Logo pensar que a presença dos anticorpos antitiroideus não estão só a danificar a tiroide, mas também o nosso corpo em outros locais como o cérebro.

Entre as armas ao nosso alcance para reduzir os anticorpos e a depressão, temos, além do tratamento das bases e dos pilares de que já falámos, a vitamina D, a LDN, o Ashwagandha, as próprias hormonas tiroideias.

E USAR T3 ( não T4) NA DEPRESSÃO MESMO SEM DOENÇA TIROIDEIA? 

Penso que talvez seja o mais licito dadas as complicações a longo termo do uso dos SSRI (Selective Serotonin Reuptake Inhibitors), embora reconheça que alguns utentes melhoram substancialmente as suas vidas com esta medicação. Mas tentar uma pequena dose de T3 (5 a 10 ug) é lícita em algumas situações pois pode mudar a vida do doente para melhor e com muito menos riscos.

A T3 em doses terapêutica comuns, sem excesso, não causará qualquer mal, nem hipertiroidismos ou suas consequências conhecidas no excesso como arritmias cardíacas, osteoporose, imunossupressão, etc…
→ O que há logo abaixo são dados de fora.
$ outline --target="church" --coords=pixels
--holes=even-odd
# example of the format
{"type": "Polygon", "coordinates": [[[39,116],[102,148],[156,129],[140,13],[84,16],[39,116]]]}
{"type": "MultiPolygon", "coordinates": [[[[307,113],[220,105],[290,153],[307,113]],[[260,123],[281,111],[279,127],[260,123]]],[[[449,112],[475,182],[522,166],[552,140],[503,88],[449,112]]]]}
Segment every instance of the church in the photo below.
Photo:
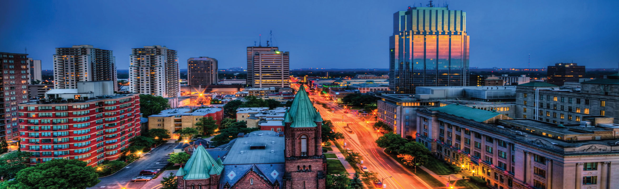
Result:
{"type": "Polygon", "coordinates": [[[285,115],[284,131],[239,133],[229,143],[194,145],[176,173],[179,189],[324,189],[322,118],[301,86],[285,115]]]}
O doente deve ser sempre monitorizado no entanto com análises e exames e avaliação clínica regular.

Há muitos estudos onde a utilização de 50-150 ug de T3, acompanhados ao longo de dois anos não mostraram alteração a nível ósseo. Muitas vezes 5-10 ug chegam para fazer a diferença.

Com este pequeno artigo, o que eu quero é chamar a vossa atenção para o facto de que tratar uma depressão, deve começar por tratar das bases: alimentação, exercício físico, suplementação, modulação e estilos de vida saudáveis.

Tratar do hipotiroidismo uma causa frequentemente ligada à depressão é, relembro então, tratar do intestino, da alimentação, eliminar toxinas, corrigir o sono, verificar a inter-relação com as demais hormonas e então eventualmente dar um comprimido e neste caso tentar a T3.